They've been showing a lot of stock footage lately of how quickly dry Christmas trees can be sparked and then bloom into a wildfire that has engulfed any entire house. These are the warnings all us dumb people are berated with by nervous fire marshals this season, knowing that they'll be called to some house where some bad wiring and a rash of neglect turned a family home into ash while everyone was trying to sleep off the eggnog.
Something in the songs of the Bristol band Towns makes a guy feel like he's plugged into one of those dubious and suspect wall sockets, with far too many other cords, a fire hazard if ever there was one. It makes you feel like all of that hot blood that's flowing through you is going to cause something bad to happen when you least expect it. One tiny fray or a spark could be just the thing that shoots into a cluster of pine needles and everything just goes up in flames.
Lead singer James MacLucas sings in a hushed, down pillow kind of a whisper, as if he's trying to keep it down in a house full of these sleeping people. He sounds like a prowler, probably up to no good, but also doing what he's got to do because he's walking around like his head's been cut off, like everyone else, and also because he's so desperate to keep on that he'll do whatever it takes to do that.

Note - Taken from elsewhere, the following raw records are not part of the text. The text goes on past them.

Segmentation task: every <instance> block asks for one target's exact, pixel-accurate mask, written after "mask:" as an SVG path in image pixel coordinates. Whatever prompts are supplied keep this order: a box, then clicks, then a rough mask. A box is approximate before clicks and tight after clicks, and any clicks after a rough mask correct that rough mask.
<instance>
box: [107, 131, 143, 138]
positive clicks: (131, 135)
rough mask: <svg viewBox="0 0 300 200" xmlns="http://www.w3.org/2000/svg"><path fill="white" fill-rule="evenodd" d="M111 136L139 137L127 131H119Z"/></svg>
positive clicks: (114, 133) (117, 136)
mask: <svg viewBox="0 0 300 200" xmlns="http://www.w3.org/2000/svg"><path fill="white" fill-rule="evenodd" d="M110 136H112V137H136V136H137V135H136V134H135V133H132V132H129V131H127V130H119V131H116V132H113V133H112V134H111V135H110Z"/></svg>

MacLucas, guitarist John Paul Beaumont, bassist Adam Hastings and drummer Miles Hastings give off this sensation of there being some drowsy menace out there in the moonlit night, seeping out to walk the streets as the hours stretch on into the early mornings hours. They're trying to slip in, under the cover of night and they might claim a house, or they might turn over some garbage cans in the back alley. They might just listen to records and drink too many beers, working on something closer to personal happiness, but it sounds like there just might be too much to dwell on to achieve that to any real degree.